9] Modification of the rare nucleoside x in escherichia coli tRNA with antigenic determining, photolabile, and paramagnetic residues

Abstract

Publisher Summary The chapter discusses the modification of the rare nucleoside X in Escherichia coli tRNAs with antigenic determining, photolabile, and paramagnetic residues. The 3-amino-3-carboxypropyl side chain of X, bearing an aliphatic amino group, is a very good target for covalent attachment of different activated carboxylic acid derivatives resulting in amide bond formation. The specificity of the reaction is due to the strong nucleophilicity of that amino group compared to other residues in the polynucleotide chain.

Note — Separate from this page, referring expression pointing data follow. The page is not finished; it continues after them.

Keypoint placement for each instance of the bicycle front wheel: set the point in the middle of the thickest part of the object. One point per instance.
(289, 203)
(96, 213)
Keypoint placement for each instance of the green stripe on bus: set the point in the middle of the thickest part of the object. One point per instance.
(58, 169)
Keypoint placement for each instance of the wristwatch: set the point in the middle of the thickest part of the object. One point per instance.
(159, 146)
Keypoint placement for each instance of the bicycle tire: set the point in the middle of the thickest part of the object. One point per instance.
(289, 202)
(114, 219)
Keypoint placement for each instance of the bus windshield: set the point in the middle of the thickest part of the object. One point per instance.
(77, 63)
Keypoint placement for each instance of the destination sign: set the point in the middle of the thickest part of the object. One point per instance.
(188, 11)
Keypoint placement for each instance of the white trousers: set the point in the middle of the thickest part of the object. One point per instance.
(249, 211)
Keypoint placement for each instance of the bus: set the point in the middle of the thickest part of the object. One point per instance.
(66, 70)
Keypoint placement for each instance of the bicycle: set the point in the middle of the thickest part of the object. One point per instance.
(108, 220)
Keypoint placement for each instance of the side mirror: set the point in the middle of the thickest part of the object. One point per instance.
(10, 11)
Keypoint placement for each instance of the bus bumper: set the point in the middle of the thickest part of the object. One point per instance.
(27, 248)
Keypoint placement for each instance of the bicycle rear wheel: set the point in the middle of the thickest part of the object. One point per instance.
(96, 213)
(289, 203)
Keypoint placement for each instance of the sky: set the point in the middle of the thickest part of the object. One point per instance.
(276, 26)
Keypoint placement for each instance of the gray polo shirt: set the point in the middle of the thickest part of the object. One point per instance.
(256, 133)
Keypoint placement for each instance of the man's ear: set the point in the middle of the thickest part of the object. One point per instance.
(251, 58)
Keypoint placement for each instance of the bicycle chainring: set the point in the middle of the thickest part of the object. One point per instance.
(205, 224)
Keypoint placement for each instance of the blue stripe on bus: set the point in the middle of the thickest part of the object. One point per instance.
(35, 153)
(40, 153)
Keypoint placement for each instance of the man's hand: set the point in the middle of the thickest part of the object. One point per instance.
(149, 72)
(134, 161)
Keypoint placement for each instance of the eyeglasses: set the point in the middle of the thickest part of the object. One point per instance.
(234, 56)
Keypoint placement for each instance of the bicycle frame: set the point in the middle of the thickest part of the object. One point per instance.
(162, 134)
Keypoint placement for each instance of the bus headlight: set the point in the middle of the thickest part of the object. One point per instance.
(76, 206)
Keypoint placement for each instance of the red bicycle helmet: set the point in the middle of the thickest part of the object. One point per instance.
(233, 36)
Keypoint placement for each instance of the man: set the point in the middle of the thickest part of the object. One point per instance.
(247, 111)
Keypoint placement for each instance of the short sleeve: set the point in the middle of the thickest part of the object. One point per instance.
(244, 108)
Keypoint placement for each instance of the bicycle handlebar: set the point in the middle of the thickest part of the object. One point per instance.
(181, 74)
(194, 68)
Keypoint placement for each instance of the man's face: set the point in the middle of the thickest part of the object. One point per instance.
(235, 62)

The acylation conditions are simple: the reactions are performed in dimethylsulfoxide (DMSO)/sodium phosphate buffer, pH 8, or DMSO/sodium acetate buffer, pH 7.0, at 40°-50 ° with the appropriate N-hydroxysuccinimide esters. Modified and unmodified tRNA is easily separated. The modified tRNAs are hydrolyzed by T2 RNase, and the digestion mixture is separated by two-dimensional thin-layer chromatography for analysis. The materials of the new spots are isolated, dephosphorylated with alkaline phosphomonoesterase, and compared with authentic synthetic samples of nucleoside derivatives. The modified tRNAs do not accept phenylalanine in the aminoacylation reaction; only partly modified tRNAs can still be partly aminoacylated. Parallel experiments with E. coli tRNA Tyr and tRNA fMet containing no nucleoside X showed no loss of amino acid acceptance after incubation with the N-hydroxysuccinimide ester.